A Family of Loners

Day 4 post-Christmas with the family. We are yet again in our three separate spheres, our three separate activities.  Today was not all alone. Lunch with my nephew, some pleasantries with my sister, a quick bit of leftover pasta in front of the television, but otherwise, we behaved like good neighbors – pleasant, but no real interaction.

I sit here in the guest bedroom, bemused again at our lack of contact. “Are we all loners?” I ask myself. “I have to write about it again; I’ll do some research first.”  I find this loner test online (https://lonerwolf.com/loner-test/)

I take it, listening to the sounds from Laine’s room down the hall (she’s still on that Downton Abbey marathon) and to Jesse’s laughter in the den as he watches video on his tablet, sharing the high moments with a friend on his cell.

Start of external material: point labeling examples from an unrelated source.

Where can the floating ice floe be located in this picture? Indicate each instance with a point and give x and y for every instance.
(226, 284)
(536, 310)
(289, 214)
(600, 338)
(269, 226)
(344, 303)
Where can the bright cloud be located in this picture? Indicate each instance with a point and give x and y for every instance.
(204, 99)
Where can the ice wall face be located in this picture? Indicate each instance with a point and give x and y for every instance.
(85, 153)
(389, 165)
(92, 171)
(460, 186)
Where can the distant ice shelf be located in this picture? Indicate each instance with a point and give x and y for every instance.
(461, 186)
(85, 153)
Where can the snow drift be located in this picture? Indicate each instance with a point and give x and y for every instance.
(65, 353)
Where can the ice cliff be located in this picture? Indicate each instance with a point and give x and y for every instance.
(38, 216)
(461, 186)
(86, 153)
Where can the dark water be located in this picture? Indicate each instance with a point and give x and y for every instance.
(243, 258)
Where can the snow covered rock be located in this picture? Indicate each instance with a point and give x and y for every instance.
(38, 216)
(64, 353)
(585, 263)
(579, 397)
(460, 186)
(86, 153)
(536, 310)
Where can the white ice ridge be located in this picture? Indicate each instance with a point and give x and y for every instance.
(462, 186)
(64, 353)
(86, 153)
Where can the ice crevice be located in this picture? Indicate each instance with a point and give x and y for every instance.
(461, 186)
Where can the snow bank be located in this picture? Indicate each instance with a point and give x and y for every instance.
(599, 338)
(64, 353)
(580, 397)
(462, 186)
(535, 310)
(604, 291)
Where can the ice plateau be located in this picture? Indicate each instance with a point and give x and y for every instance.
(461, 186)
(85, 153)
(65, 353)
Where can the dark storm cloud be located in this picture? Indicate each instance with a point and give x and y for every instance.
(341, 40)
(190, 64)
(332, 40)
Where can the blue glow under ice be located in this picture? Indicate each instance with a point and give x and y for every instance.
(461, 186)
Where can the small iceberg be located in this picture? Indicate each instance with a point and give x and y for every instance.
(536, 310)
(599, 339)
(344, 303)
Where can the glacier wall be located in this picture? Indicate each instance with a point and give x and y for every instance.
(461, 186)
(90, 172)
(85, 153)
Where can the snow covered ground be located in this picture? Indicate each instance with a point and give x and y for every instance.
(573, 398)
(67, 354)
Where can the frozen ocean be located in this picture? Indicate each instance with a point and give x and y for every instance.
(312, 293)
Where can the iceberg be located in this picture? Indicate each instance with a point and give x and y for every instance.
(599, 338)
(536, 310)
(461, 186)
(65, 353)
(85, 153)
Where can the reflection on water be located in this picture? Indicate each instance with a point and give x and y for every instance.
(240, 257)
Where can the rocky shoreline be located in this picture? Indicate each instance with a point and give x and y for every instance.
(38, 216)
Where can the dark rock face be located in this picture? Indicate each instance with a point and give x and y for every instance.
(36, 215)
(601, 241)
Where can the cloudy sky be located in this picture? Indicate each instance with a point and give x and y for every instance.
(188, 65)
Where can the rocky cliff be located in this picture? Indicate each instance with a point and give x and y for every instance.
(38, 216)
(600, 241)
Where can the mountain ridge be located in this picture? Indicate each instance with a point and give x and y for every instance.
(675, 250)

I score 66 on the loner test. (If you score above 60 you are officially a loner.)  I figured I was going to score high; some of the questions had me pegged.  I clicked “strongly agree” on many of them. Number 20 stuck out – “I would be perfectly happy living by myself, with no human contact whatsoever, for the rest of my days.” I had to click on “strongly disagree.”Maybe the contact I am having with my family right now is not direct, but it’s still human contact. I would miss it if it were gone.So am I with them? Not really. But am I separate from them? Not really. Maybe we are just a family of happy loners, who enjoy our human contact at a distance.